I looked up at the thin, high clouds. The hawk was still there flying around, and a plane, even higher in the sky, headed west. “You’re so right, it is a beautiful morning.” I replied.
On such a day, amidst the mountains, in this tranquil place, you can imagine that you are the only people around for hundreds of miles.
Stopping at all of the other areas, walking or just taking pictures, took up most of the morning. “I am starting to get hungry, are you?”
“It’s about that time,” said Peter, looking at his watch. “Let’s see what the cafe at the visitors centre are offering today.” As we enjoyed our lunch, a robin and a blackbird, busily searching for tidbits kept us entertained. Later, we watched, via web cam, a goshawk as she fed the three chicks. Then by rearranging or discarding twigs, she tidied the nest. Hoping for the male to return, we waited, but to no avail, he did not come back.
“A walk around the lake would be nice now,” I said.
“OK, it’s this way; here’s the path that leads to the Lakeside and Bluebell Walks.”
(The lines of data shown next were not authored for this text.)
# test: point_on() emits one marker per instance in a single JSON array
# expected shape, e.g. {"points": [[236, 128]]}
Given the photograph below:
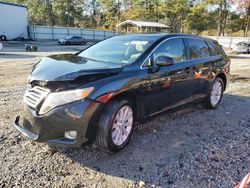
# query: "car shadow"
{"points": [[239, 56], [162, 142], [16, 56]]}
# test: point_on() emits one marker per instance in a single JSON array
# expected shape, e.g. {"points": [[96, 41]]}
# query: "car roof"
{"points": [[156, 36]]}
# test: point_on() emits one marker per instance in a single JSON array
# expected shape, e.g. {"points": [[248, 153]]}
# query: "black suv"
{"points": [[99, 93]]}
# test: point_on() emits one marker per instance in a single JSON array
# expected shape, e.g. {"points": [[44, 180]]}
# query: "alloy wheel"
{"points": [[122, 125]]}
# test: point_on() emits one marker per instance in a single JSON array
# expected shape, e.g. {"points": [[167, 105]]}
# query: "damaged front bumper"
{"points": [[77, 116]]}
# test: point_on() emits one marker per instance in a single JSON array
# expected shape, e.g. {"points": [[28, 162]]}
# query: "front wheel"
{"points": [[215, 93], [116, 125]]}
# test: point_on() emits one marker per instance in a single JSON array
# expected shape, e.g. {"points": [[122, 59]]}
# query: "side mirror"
{"points": [[164, 61]]}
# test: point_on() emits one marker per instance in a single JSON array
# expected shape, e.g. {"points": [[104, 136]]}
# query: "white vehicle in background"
{"points": [[242, 47], [1, 46]]}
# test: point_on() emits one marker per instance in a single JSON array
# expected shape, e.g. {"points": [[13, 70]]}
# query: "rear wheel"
{"points": [[215, 93], [116, 125]]}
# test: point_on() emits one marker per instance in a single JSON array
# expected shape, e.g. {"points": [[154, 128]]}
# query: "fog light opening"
{"points": [[70, 135]]}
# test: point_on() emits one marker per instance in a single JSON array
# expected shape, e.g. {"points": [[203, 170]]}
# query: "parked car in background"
{"points": [[72, 40], [242, 47], [99, 93], [1, 46]]}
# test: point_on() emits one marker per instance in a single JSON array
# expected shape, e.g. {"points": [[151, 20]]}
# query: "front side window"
{"points": [[197, 48], [120, 50], [173, 48]]}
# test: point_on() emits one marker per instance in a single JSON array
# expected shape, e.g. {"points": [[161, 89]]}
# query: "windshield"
{"points": [[242, 44], [120, 50]]}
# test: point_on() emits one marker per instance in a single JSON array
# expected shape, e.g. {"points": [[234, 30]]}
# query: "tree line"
{"points": [[208, 17]]}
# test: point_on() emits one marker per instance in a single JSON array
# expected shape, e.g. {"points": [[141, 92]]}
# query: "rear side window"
{"points": [[215, 48], [197, 48], [173, 48]]}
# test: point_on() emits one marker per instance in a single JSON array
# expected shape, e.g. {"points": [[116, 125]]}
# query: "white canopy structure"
{"points": [[141, 26]]}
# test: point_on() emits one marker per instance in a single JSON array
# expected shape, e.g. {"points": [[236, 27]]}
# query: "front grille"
{"points": [[34, 96]]}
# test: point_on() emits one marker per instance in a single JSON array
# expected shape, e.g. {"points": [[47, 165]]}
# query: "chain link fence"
{"points": [[54, 33]]}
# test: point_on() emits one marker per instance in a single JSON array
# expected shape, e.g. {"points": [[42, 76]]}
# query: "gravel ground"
{"points": [[191, 147]]}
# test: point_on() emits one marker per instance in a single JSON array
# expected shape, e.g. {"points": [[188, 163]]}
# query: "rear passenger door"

Surrounded by woodland, the lake, with its mirror like surface is home to fish, insects and waterfowl. As we neared the waters edge, two families of ducks swam very close, seemingly to check us out. Several ducklings, curious, began to leave the water; a quick call from the parents soon had them all swimming away.
“Look over there, a kingfisher.” Peter raised his camera.
I tried to get closer, but true to its nature, this shy, colorful, little bird, did not stay around. Neither of us managed to photograph it.
Crossing a wooden bridge we wandered along the opposite bank. There we found a fern edged path leading into the woods. A carpet of bluebells, heads nodding in the soft, warm breeze, greeted us. It was a cool, inviting place to linger. A sudden rustling in the undergrowth and some small creature darted across the path, quickly disappearing into a hole at the base of a tree.
Back at the lake, there was quite a ruckus. Several other ducks venturing too close had disturbed the little families. Quickly the males, wings flapping, almost running on top of the water, shooed the interlopers away.
“If you want to go to the Beacons today, we had best be leaving.” Peter started walking to the car.
With a tinge of sadness, we left this lovely spot, to continue further into the Valleys to explore the Brecon Beacons. “We’ll be back soon,” I whispered.
(Authors note: All of the goshawk chicks are fully fledged and have left the nest.)